On October 13, 2016, the Company filed Articles of Amendment to its charter (the Articles of Amendment), with the State Department of Assessments and Taxation of Maryland to effect a one-for-ten reverse stock split of the outstanding shares of common stock, par value $0.01 per share, of the Company (the Reverse Stock Split). The Reverse Stock Split was duly approved by the Board of Directors of the Company without stockholder approval in accordance with the authority conferred by Section 2-309(e)(2) of the Maryland General Corporation Law and Article IV, Section 6 of the Company's charter. Pursuant to the Articles of Amendment, effective as of the close of business on October 13, 2016, each outstanding share of the Company's common stock, par value $0.01 per share, was automatically combined into 1/10th of share of common stock, par value $0.01 per share. Fractional share holdings were rounded up to the nearest whole number. As a result of the Reverse Stock Split, the number of outstanding shares of common stock of the Company was reduced to approximately 9.5 million shares.

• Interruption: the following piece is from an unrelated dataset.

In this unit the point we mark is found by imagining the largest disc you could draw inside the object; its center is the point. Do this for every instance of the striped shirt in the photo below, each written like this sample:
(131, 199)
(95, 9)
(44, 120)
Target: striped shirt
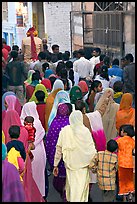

Each stockholder's percentage ownership in the Company and proportional voting power remained unchanged immediately after the Reverse Stock Split, except for minor changes resulting from the rounding up of fractional shares. The rights and privileges of stockholders were also unaffected by the Reverse Stock Split. There was no change to the number of authorized shares of the Company's common stock as a result of the Reverse Stock Split. Accordingly, all share and per share information in this Annual Report on Form 10-K has been restated to retroactively show the effect of the Reverse Stock Split.

Acquisition of Zohydro

On April 24, 2015, the Company, through a wholly owned subsidiary Pernix Ireland Pain Limited (PIPL), formerly known as Ferrimill Limited, completed the acquisition of the pharmaceutical product line Zohydro ER, including an abuse-deterrent pipeline and all related intellectual property, a supplier contract, an associated liability payable and a specified quantity of inventory associated therewith, from Zogenix, Inc. (Zogenix). See Note 4, Business Combinations and Other Acquisitions, for further discussion.

Acquisition of Treximet

On August 20, 2014, the Company, through a wholly owned subsidiary Pernix Ireland Limited (PIL), formerly known as Worrigan Limited, completed the acquisition of the U.S. intellectual property rights to the pharmaceutical product, Treximet from GlaxoSmithKline plc and certain of its related affiliates (together GSK). See Note 4, Business Combinations and Other Acquisitions, for further discussion.

Reclassifications

Certain comparative figures have been reclassified to conform to the current year presentation. In accordance with Accounting Standards Update (ASU) 2015-03, Simplifying the Presentation of Debt Issuance Costs, (ASU 2015-03), the Company reclassified $1.7 million from Prepaid expenses and other current assets to Treximet Secured Notes - current, $4.0 million from Other assets to Convertible notes - long-term and $6.2 million from Other assets to Treximet Secured Notes - long-term on the consolidated balance sheet at December 31, 2015.